For the guy that's supposed to be VP-fun, we'd say "that tickles."

Sera Vavala B-

Like Maria, the mother figure of Sesame Street, VP-campus issues Sera Vavala is good at keeping the peace and taking care of both the groups she represents and the commissioners in her portfolio.

With a friendly disposition, students and clubs feel comfortable approaching her with their concerns. However, she is not a well-known figure to much of the student body.

Vavala handled the situation on campus following Sept. 11 in an even-keeled manner, keeping her door open to all Western students with any concerns.

When administration took away student parking spots, she fought hard and successfully got them all back – plus a few extra.

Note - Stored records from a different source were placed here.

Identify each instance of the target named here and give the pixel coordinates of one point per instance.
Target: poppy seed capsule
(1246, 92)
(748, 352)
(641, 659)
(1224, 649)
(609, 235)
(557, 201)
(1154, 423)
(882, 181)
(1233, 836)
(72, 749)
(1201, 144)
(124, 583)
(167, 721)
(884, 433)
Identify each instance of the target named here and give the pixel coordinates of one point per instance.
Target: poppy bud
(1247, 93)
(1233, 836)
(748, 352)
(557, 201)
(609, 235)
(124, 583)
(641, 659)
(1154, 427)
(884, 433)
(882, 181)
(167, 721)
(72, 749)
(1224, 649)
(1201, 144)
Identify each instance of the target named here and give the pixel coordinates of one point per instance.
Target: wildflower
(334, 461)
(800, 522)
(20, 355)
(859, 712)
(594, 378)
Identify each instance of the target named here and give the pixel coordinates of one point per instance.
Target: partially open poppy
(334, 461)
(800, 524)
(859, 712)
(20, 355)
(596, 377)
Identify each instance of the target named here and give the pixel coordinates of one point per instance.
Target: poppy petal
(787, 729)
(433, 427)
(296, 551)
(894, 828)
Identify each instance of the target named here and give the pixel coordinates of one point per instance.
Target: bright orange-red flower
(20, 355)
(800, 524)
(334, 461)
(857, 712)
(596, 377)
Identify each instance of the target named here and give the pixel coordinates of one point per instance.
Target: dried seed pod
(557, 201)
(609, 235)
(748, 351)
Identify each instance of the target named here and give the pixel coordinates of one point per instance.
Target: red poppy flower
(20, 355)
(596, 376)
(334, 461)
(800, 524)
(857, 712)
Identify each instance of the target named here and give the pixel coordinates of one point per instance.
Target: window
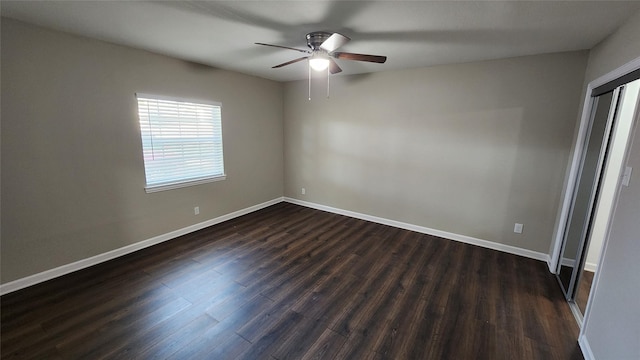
(181, 142)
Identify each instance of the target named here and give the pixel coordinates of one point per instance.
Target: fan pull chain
(309, 66)
(328, 81)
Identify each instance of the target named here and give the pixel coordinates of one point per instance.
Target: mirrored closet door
(586, 191)
(612, 114)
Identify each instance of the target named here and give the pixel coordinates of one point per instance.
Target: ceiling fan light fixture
(318, 62)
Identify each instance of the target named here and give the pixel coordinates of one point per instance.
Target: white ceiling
(410, 33)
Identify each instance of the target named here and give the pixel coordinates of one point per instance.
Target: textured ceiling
(410, 33)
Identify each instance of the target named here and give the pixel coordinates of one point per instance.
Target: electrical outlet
(518, 228)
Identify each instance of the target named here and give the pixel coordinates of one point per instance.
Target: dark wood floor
(288, 282)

But, it was an action for which she didn't receive enough credit, councillors said.

There was much criticism of this year's Coming Out Week, a low-profiled event that featured a drag show – and that's about it.

While Vavala has more recently been working with the University Police Department on campus safety concerns, she needs to take a more public role on the issue. Many women at Western are concerned about their safety and by making herself visible as a leader, she could take her VP-campus issues position to the next level.

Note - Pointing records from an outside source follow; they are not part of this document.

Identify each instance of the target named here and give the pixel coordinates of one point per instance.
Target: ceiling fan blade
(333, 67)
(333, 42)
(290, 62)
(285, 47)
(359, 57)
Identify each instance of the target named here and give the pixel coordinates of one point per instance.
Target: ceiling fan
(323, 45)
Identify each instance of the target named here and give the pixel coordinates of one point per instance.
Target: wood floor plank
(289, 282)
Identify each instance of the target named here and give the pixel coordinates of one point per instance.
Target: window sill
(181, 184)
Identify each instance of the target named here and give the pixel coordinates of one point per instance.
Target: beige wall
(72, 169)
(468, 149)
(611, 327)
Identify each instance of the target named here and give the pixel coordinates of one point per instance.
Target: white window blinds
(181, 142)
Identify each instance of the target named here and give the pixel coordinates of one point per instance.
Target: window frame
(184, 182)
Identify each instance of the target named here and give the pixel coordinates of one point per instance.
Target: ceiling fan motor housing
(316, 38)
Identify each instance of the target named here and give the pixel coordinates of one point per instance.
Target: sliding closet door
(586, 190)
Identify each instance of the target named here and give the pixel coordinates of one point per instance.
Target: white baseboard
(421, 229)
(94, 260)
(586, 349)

Vavala has shown she can deal with situations well when students approach her, but she needs to be more proactive. If you want to keep the neighbourhood safe, you don't wait for something bad to happen before you act.

Tim Shorthill C-

Getting off to a good start was easy for this year's communications officer, especially with the five-figure raise he received in the summer.

Keeping up with that momentum, however, has been another story.

After losing out in the presidential elections, Tim Shortill took on the communications officer position with many ideas from his previous campaign and was off to a great start.

He helped launch the USC Front – a mock USC office where students can get easy information without venturing to the third floor. He revamped the USC website and made a CD-ROM multimedia "business card" for the USC to distribute to students, other universities and government big shots.

He also made the USC Notes, a more visible publication, although many councillors feel there are too many inside jokes for the regular student.

Despite such accomplishments, many councillors said most of his duties were finished in the summer and he hasn't really taken on anything new that he didn't set out to from the start.

At the same time, the wannabe lawyer has spent much of his time preparing for the LSAT, possibly during office hours. Even in the USC Notes, he stated, "So here I sit, at my desk, in my office, typing this article instead of what I should be doing – preparing for the LSAT." Sorry Tim, you're wrong – your councillors think what you "should be doing" is your job.

Just like Snuffy, Shortill has been dragging his feet recently. However, Shorthill goes out of his way to help students who approach him – even if the issue does not fall under his own portfolio – and is very accessible.

Doing an adequate job thus far, Shortill will have to pick up that ball he seems to have dropped at the end of October and pick up the pace in second semester to prove and reinforce that the communications officer is worthy of full-time pay.